Useful questions include:
- Can the supplier support both Android and Linux BSP work?
- Can they customize the board outline and connector layout?
- Do they have experience with display and touch integration?
- Can they support Rockchip, Allwinner, or other ARM SoC platforms?
- Can they help review I/O requirements before schematic design?
- Is functional testing part of the manufacturing process?
- Can they support production after the prototype stage?
- How are component lifecycle and replacement risks handled?
A supplier that only provides a standard board may be enough for simple prototyping. For a product that needs a custom enclosure, stable firmware, controlled interfaces, and repeatable production, development and manufacturing support become more important.
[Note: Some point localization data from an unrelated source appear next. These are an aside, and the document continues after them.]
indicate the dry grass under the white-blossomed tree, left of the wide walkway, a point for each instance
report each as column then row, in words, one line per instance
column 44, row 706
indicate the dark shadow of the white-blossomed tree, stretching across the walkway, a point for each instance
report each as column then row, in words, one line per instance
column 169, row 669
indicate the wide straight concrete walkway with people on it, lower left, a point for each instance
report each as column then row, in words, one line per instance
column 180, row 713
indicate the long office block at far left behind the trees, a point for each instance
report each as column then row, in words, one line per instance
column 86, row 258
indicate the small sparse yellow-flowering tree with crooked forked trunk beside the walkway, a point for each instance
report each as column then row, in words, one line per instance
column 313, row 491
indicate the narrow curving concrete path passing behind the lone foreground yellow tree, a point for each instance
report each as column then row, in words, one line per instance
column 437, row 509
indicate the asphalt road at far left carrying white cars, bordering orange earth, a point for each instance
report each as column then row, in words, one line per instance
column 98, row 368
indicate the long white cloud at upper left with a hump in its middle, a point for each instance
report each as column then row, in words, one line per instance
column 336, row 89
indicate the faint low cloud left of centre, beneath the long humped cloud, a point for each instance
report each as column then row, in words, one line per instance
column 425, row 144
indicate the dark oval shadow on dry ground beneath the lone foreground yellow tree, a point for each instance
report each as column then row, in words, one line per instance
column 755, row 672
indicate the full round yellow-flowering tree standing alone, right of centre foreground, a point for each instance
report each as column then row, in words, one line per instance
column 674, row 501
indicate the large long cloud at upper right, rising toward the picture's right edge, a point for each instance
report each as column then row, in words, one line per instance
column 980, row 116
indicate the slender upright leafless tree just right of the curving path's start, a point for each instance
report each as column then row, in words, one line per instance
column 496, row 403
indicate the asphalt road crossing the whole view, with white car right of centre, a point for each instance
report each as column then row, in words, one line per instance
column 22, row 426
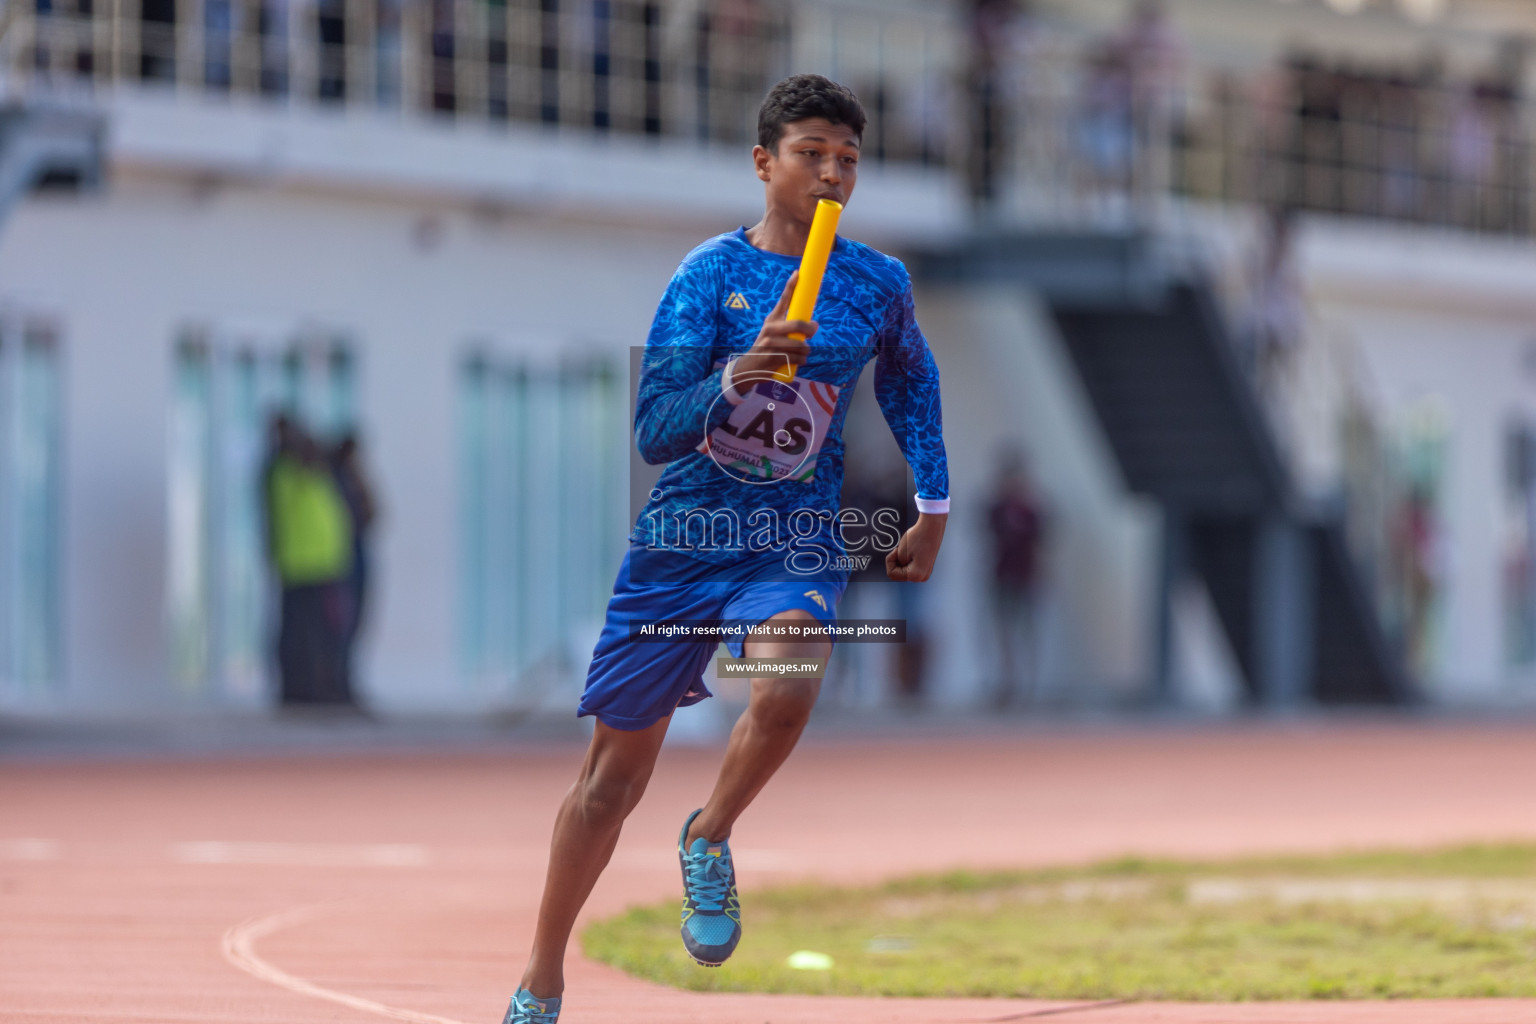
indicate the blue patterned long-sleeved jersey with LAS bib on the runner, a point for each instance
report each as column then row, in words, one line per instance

Avontek develops and manufactures Android and Linux embedded SBCs for industrial, commercial, and custom hardware projects. The work can include embedded hardware development, Android and Linux BSP support, display and touch integration, I/O and wireless module integration, manufacturing, and functional testing.
Final thoughts
Android and Linux SBC development is a system engineering task. The processor, board layout, BSP, display, I/O, enclosure, production test, and supply plan all affect the final product.
For engineering teams, the best results usually come from defining requirements early, validating hardware and software together, and planning manufacturing before the design is frozen.
A good SBC is not just one that boots on the bench. It is one that can be assembled, tested, shipped, maintained, and repeated in production.